This is the PyTorch implementation of our paper:
Cascaded Zoom-in Detector for High Resolution Aerial Images
Akhil Meethal, Eric Granger, Marco Pedersoli
[arXiv] [CVPRw]
Accepted at: CVPRw 2023 (EarthVison Workshop oragnized by IEEE GRSS)
The method proposed in this paper can be easily integrated to the detector of your choice to improve its small object detection performance. In this repo, we demonstrated it with the two-stage Faster RCNN detector and the one-stage anchor free FCOS detector.
# create conda env
conda create -n detectron2 python=3.6
# activate the enviorment
conda activate detectron2
# install PyTorch >=1.5 with GPU
conda install pytorch torchvision -c pytorch
Follow the INSTALL.md to install Detectron2.
Follow the instructions on VisDrone page
croptrain/
└── datasets/
└── VisDrone/
├── train/
├── val/
├── annotations_VisDrone_train.json
└── annotations_VisDrone_val.json
The original annotations provided with the VisDrone dataset is in PASCAL VOC format. I used this code to convert it to COCO style annotation: VOC2COCO.
Update: I am sharing the json files I generated for the VisDrone dataset via google drive below.

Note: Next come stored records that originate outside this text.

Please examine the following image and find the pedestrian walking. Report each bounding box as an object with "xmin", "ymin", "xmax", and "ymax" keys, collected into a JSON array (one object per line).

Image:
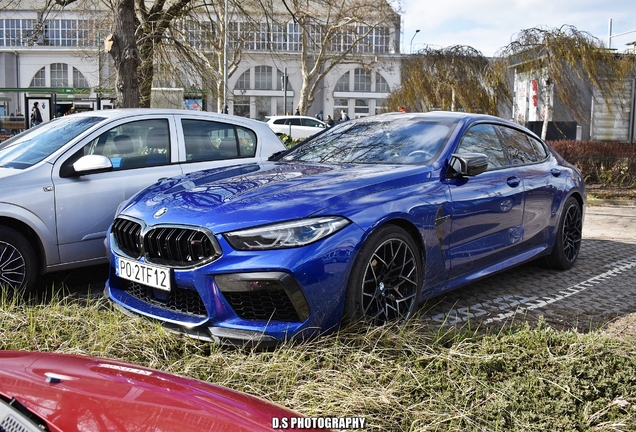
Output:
[
  {"xmin": 340, "ymin": 109, "xmax": 350, "ymax": 121},
  {"xmin": 326, "ymin": 115, "xmax": 334, "ymax": 126}
]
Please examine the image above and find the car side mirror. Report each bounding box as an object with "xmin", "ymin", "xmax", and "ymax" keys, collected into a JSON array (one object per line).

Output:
[
  {"xmin": 73, "ymin": 154, "xmax": 113, "ymax": 175},
  {"xmin": 448, "ymin": 153, "xmax": 488, "ymax": 177}
]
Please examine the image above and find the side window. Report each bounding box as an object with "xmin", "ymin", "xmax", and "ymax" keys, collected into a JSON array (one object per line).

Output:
[
  {"xmin": 497, "ymin": 126, "xmax": 538, "ymax": 164},
  {"xmin": 273, "ymin": 119, "xmax": 286, "ymax": 125},
  {"xmin": 286, "ymin": 118, "xmax": 302, "ymax": 126},
  {"xmin": 83, "ymin": 119, "xmax": 170, "ymax": 170},
  {"xmin": 302, "ymin": 118, "xmax": 323, "ymax": 128},
  {"xmin": 528, "ymin": 136, "xmax": 549, "ymax": 160},
  {"xmin": 182, "ymin": 119, "xmax": 256, "ymax": 161},
  {"xmin": 236, "ymin": 127, "xmax": 257, "ymax": 157},
  {"xmin": 457, "ymin": 123, "xmax": 508, "ymax": 169}
]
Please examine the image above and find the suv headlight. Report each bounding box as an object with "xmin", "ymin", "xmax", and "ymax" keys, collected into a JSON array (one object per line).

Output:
[{"xmin": 224, "ymin": 216, "xmax": 350, "ymax": 250}]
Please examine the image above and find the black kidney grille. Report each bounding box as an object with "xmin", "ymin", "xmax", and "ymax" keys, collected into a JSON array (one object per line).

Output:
[
  {"xmin": 222, "ymin": 290, "xmax": 300, "ymax": 322},
  {"xmin": 144, "ymin": 227, "xmax": 218, "ymax": 266},
  {"xmin": 113, "ymin": 218, "xmax": 142, "ymax": 257},
  {"xmin": 126, "ymin": 282, "xmax": 207, "ymax": 317}
]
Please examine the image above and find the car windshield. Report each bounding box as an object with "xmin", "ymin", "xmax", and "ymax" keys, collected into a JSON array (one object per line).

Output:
[
  {"xmin": 0, "ymin": 116, "xmax": 104, "ymax": 169},
  {"xmin": 279, "ymin": 116, "xmax": 454, "ymax": 164}
]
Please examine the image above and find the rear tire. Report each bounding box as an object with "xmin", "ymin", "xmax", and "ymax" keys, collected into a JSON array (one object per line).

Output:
[
  {"xmin": 343, "ymin": 225, "xmax": 423, "ymax": 325},
  {"xmin": 543, "ymin": 196, "xmax": 582, "ymax": 270},
  {"xmin": 0, "ymin": 226, "xmax": 38, "ymax": 296}
]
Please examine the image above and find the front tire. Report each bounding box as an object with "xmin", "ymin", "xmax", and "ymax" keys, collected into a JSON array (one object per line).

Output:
[
  {"xmin": 0, "ymin": 226, "xmax": 38, "ymax": 296},
  {"xmin": 344, "ymin": 225, "xmax": 423, "ymax": 325},
  {"xmin": 544, "ymin": 196, "xmax": 582, "ymax": 270}
]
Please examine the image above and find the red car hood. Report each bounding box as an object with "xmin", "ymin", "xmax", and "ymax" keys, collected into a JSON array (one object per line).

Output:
[{"xmin": 0, "ymin": 351, "xmax": 321, "ymax": 432}]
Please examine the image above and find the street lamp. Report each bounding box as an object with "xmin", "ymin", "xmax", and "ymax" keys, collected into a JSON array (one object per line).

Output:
[
  {"xmin": 608, "ymin": 18, "xmax": 636, "ymax": 49},
  {"xmin": 410, "ymin": 29, "xmax": 420, "ymax": 54}
]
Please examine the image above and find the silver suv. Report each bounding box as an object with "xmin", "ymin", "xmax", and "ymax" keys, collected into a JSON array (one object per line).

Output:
[{"xmin": 0, "ymin": 109, "xmax": 285, "ymax": 293}]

a) annotations_VisDrone_train.json
b) annotations_VisDrone_val.json
Please follow the instructions on DOTA page. Organize it the same way as above. You can also download the json files for train and validation set below:
a) annotations_DOTA_train.json
python train_net.py \
--num-gpus 1 \
--config-file configs/Base-RCNN-FPN.yaml \
OUTPUT_DIR outputs_FPN_VisDrone
python train_net.py \
--num-gpus 1 \
--config-file configs/Dota-Base-RCNN-FPN.yaml \
OUTPUT_DIR outputs_FPN_DOTA
python train_net.py \
--num-gpus 1 \
--config-file configs/RCNN-FPN-CROP.yaml \
OUTPUT_DIR outputs_FPN_CROP_VisDrone
python train_net.py \
--num-gpus 1 \
--config-file configs/Dota-RCNN-FPN-CROP.yaml \
OUTPUT_DIR outputs_FPN_CROP_DOTA
python train_net.py \
--resume \
--num-gpus 1 \
--config-file configs/Base-RCNN-FPN.yaml \
OUTPUT_DIR outputs_FPN_VisDrone
python train_net.py \
--eval-only \
--num-gpus 1 \
--config-file configs/Base-RCNN-FPN.yaml \
MODEL.WEIGHTS <your weight>.pth
If you use Cascaded Zoom-in Detector in your research or wish to refer to the results published in the paper, please use the following BibTeX entry.
@inproceedings{meethal2023czdetector,
title={Cascaded Zoom-in Detector for High Resolution Aerial Images},
author={Meethal, Akhil and Granger, Eric and Pedersoli, Marco},
booktitle={CVPRw},
year={2023},
}
Also, if you use Detectron2 in your research, please use the following BibTeX entry.
@misc{wu2019detectron2,
author = {Yuxin Wu and Alexander Kirillov and Francisco Massa and
Wan-Yen Lo and Ross Girshick},
title = {Detectron2},
howpublished = {\url{https://github.com/facebookresearch/detectron2}},
year = {2019}
}
This project is licensed under MIT License, as found in the LICENSE file.